Le vendredi 10 février 2012

Un nouveau régime pour le courtage en immobilier

23 avril 2010 | 15h09
 

Michel Munger
Argent

Un nouveau régime va encadrer le courtage immobilier au Québec à partir du 1er mai pour renforcer la formation et améliorer la transparence des activités dans le secteur.

 

La conséquence de tout ça, c'est que plus de gens veulent retourner sur les bancs d'école, soit pour mettre leur formation à jour, soit pour la compléter avant que les changements entrent en vigueur.

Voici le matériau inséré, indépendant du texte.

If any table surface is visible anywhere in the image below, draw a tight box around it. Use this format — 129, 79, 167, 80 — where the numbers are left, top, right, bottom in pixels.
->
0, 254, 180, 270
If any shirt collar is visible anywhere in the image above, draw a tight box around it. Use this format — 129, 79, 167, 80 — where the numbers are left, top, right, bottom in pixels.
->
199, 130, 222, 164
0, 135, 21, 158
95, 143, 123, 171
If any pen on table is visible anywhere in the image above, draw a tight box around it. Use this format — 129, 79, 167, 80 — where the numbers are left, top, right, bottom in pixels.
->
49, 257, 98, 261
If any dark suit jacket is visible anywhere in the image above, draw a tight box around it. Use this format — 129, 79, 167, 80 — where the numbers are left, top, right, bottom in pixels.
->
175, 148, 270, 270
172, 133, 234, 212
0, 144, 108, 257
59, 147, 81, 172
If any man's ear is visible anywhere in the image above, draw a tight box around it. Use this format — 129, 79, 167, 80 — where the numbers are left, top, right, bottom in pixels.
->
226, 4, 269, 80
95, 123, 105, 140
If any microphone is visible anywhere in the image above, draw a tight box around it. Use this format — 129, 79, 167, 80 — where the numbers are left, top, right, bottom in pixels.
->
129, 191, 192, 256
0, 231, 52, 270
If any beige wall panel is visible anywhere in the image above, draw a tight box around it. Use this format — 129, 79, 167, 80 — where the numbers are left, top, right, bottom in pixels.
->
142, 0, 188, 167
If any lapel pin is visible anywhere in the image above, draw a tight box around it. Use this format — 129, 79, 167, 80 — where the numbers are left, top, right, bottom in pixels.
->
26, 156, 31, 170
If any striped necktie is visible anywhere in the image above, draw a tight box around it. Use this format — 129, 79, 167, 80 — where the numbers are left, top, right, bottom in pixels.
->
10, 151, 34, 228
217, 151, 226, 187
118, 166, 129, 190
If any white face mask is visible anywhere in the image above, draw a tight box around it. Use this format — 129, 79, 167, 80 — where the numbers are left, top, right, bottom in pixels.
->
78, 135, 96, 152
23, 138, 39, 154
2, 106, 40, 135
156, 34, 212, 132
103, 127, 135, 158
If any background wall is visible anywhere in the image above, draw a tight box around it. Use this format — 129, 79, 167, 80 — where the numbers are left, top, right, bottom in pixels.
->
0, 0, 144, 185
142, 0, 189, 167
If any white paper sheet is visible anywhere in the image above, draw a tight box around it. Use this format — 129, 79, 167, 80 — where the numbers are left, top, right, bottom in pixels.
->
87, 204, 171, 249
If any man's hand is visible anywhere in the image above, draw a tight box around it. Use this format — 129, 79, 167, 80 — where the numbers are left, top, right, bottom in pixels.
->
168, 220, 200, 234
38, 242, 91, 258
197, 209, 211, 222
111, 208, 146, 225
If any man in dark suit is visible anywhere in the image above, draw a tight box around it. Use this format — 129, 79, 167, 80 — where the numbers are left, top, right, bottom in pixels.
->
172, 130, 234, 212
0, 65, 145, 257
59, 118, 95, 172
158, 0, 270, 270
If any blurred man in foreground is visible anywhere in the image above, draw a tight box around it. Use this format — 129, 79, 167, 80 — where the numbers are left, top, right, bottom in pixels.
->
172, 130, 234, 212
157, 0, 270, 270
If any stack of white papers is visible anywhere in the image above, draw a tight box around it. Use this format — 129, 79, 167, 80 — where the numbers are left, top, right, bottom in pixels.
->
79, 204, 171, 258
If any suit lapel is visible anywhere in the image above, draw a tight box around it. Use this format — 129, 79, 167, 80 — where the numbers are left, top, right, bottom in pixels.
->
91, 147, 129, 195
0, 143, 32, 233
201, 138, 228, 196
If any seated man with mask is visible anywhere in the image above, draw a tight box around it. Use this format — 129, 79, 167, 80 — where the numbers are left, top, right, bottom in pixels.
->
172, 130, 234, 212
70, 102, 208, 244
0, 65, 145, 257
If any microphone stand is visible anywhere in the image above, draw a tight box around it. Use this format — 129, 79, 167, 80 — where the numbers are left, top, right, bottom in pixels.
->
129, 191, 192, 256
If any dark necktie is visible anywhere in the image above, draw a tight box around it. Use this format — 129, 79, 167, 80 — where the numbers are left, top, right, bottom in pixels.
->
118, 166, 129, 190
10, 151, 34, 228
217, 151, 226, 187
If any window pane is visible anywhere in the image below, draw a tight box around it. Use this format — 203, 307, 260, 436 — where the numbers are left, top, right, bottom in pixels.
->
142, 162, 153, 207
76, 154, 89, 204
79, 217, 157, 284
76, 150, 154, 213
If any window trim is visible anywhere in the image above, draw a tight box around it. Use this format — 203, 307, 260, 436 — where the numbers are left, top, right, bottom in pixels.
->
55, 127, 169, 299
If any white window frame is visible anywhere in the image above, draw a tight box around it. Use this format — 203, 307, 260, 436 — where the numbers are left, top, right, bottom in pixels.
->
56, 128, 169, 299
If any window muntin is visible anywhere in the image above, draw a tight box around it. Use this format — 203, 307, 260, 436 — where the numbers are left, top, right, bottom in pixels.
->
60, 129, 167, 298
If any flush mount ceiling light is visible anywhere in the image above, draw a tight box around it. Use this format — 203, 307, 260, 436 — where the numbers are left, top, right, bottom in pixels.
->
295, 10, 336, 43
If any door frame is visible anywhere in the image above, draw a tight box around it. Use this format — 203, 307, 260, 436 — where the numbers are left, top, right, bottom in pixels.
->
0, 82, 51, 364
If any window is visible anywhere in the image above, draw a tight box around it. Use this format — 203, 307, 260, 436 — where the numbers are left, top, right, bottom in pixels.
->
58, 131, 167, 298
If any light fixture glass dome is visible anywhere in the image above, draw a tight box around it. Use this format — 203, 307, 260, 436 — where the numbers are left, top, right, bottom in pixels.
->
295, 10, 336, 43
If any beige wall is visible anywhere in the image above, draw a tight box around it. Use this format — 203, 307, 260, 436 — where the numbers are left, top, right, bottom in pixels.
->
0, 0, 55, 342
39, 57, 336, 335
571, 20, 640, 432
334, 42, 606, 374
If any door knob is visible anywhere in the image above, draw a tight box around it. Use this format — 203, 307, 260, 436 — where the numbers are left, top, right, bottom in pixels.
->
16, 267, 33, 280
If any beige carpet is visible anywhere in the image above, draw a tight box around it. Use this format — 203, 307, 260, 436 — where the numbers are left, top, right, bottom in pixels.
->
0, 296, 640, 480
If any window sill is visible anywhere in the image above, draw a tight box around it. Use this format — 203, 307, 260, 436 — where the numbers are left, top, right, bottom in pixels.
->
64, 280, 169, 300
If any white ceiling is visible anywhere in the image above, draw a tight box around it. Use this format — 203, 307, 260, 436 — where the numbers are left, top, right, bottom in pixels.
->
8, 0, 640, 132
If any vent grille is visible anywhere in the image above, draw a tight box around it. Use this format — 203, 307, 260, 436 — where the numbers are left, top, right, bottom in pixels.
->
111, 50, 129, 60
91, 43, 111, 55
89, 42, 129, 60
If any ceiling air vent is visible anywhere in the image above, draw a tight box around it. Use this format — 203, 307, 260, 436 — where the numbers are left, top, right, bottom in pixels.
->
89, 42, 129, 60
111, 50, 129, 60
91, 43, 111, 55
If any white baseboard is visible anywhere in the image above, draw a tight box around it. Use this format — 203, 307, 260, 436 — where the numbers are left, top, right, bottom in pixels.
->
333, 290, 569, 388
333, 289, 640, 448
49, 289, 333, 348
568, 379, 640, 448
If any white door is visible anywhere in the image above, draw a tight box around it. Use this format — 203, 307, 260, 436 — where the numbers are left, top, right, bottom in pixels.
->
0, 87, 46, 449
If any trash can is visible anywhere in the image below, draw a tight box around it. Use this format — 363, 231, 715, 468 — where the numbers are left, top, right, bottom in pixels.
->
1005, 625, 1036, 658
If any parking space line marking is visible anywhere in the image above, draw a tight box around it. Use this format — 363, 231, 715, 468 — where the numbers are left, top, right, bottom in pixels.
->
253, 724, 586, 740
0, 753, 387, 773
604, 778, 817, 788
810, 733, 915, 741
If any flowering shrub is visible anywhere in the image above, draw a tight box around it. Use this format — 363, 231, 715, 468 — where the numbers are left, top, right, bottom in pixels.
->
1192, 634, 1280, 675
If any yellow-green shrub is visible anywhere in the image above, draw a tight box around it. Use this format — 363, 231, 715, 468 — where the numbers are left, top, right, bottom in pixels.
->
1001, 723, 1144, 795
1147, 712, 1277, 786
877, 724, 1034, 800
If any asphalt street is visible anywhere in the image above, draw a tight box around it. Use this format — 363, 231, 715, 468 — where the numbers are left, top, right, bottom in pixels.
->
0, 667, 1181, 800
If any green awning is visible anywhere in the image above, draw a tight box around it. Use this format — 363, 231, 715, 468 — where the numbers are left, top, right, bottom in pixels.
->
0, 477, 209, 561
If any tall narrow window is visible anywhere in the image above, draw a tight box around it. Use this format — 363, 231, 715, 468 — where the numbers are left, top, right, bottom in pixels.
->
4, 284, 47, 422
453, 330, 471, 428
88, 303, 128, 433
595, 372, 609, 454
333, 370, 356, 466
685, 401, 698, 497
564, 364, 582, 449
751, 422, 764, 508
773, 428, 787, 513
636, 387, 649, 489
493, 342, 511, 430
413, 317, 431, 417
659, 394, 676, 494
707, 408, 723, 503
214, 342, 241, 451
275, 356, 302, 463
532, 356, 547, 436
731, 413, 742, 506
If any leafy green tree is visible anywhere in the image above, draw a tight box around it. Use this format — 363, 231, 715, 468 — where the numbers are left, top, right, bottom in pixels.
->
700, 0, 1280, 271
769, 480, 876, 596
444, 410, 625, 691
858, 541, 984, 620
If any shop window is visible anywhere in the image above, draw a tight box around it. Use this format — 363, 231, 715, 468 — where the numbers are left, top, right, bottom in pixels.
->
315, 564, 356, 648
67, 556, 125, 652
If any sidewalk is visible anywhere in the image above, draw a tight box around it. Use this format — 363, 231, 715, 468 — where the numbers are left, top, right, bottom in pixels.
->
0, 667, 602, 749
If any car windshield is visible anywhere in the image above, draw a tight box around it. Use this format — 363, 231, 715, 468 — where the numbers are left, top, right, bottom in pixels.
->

Si seulement deux titres professionnels, soit agent immobilier affilié et courtier, existaient auparavants, on assiste à une multiplication. Dorénavant, on aura affaire à des courtiers résidentiels, hypothécaires, commerciaux et directeurs d'agence.

«C'est bon pour le marché, estime Johanne Bouchard, fondatrice de l'Académie de l'entrepreneurship québécois. Il y aura beaucoup plus d'heures de formation, donc plus de connaissances juridiques et un apprentissage plus proche du marché.»

«Moins de courtiers entreront sur le marché car ce sera plus difficile avec 500 heures de formation et six heures d'examen pour chaque profession, prédit-elle. Les gens devront mettre leurs connaissances à jour, notamment une mise à niveau concernant la loi. Ça fait peur. Mais le consommateur sera mieux servi.»

Selon elle, la réforme pourrait remédier aux problèmes de délais mal respectés pour les promesses d'achat et aux délais parfois causés par les agents à temps partiel.

«C'est vraiment une opinion personnelle mais je crois que le souhait du marché est d'avoir des courtiers plus connaissants au niveau juridique, dit Mme Bouchard. Il y a une clientèle d'agents qui fait ce travail à temps partiel. Parfois, les délais sont plus longs pour finaliser une transaction. C'est regrettable pour les autres qui travaillent à temps plein.»